Boden was far from being a scholar, even for one in his class in life. Down to this hour, the neglect of the means of public instruction is somewhat of a just ground of reproach against the venerable and respectable commonwealth of which he was properly a member, though her people have escaped a knowledge of a great deal of small philosophy and low intriguing, which it is fair to presume that evil spirits thrust in among the leaves of a more legitimate information, when the book of knowledge is opened for the instruction of those who, by circumstances, are prevented from doing more than bestowing a few hurried glances at its contents. Still, Ben had read everything about bees on which he could lay his hands. He had studied their habits personally, and he had pondered over the various accounts of their communities—a sort of limited monarchy in which the prince is deposed occasionally, or when matters go very wrong—some written by really very observant and intelligent persons, and others again not a little fanciful.

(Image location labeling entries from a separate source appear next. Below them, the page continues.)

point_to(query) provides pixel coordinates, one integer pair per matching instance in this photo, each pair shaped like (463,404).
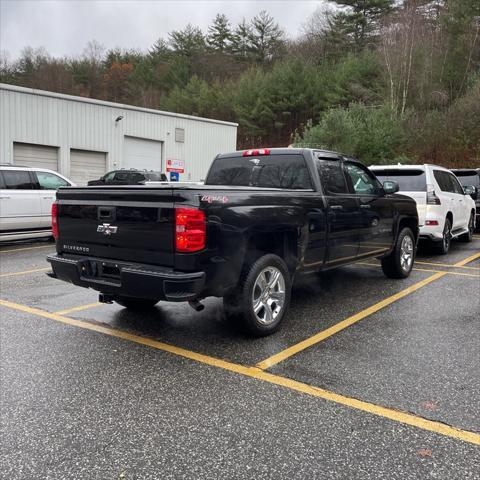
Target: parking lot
(369,378)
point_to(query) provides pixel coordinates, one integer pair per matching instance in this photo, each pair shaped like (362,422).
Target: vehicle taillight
(55,220)
(432,198)
(190,230)
(254,153)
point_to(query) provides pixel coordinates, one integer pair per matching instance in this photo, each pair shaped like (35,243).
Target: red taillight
(254,153)
(54,220)
(190,230)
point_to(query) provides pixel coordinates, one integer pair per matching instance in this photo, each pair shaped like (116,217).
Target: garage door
(86,165)
(38,156)
(142,153)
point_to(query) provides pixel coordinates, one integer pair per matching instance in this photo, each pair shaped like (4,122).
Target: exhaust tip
(196,305)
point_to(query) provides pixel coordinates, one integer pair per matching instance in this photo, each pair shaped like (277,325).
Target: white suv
(26,197)
(445,211)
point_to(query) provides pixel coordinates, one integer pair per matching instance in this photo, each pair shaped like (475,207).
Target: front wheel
(468,236)
(399,263)
(262,296)
(443,247)
(136,304)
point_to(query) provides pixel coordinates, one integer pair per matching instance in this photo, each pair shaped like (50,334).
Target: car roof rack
(14,165)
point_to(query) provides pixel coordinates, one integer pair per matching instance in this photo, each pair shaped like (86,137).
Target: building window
(180,135)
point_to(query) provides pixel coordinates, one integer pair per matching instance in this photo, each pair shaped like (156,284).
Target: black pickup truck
(262,218)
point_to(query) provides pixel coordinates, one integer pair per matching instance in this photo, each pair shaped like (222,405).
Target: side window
(121,177)
(363,181)
(456,185)
(443,181)
(50,181)
(332,176)
(17,180)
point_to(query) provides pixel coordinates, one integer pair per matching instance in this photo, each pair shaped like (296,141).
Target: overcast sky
(64,27)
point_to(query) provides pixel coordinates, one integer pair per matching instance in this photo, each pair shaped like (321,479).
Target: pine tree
(266,38)
(187,42)
(219,36)
(358,21)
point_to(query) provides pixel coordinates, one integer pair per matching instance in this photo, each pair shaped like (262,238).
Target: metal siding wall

Among other books that had thus fallen in le Bourdon's way, was one which somewhat minutely described the uses that were made of bees by the ancient soothsayers in their divinations. Our hero had no notion of reviving those rites, or of attempting to imitate the particular practices of which he had read and heard; but the recollection of them occurred most opportunely to strengthen and encourage the design, so suddenly entertained, of making his present operation aid in opening the way to the one great thing of the hour—an escape into Lake Michigan.
“A bee knows a great deal,” said le Bourdon, to his nearest companions, while the whole party was moving some distance to take up new ground. “A bee often knows more than a man.”
“More than pale-face?” demanded Bear's Meat, a chief who had attained his authority more by means of physical than of intellectual qualities.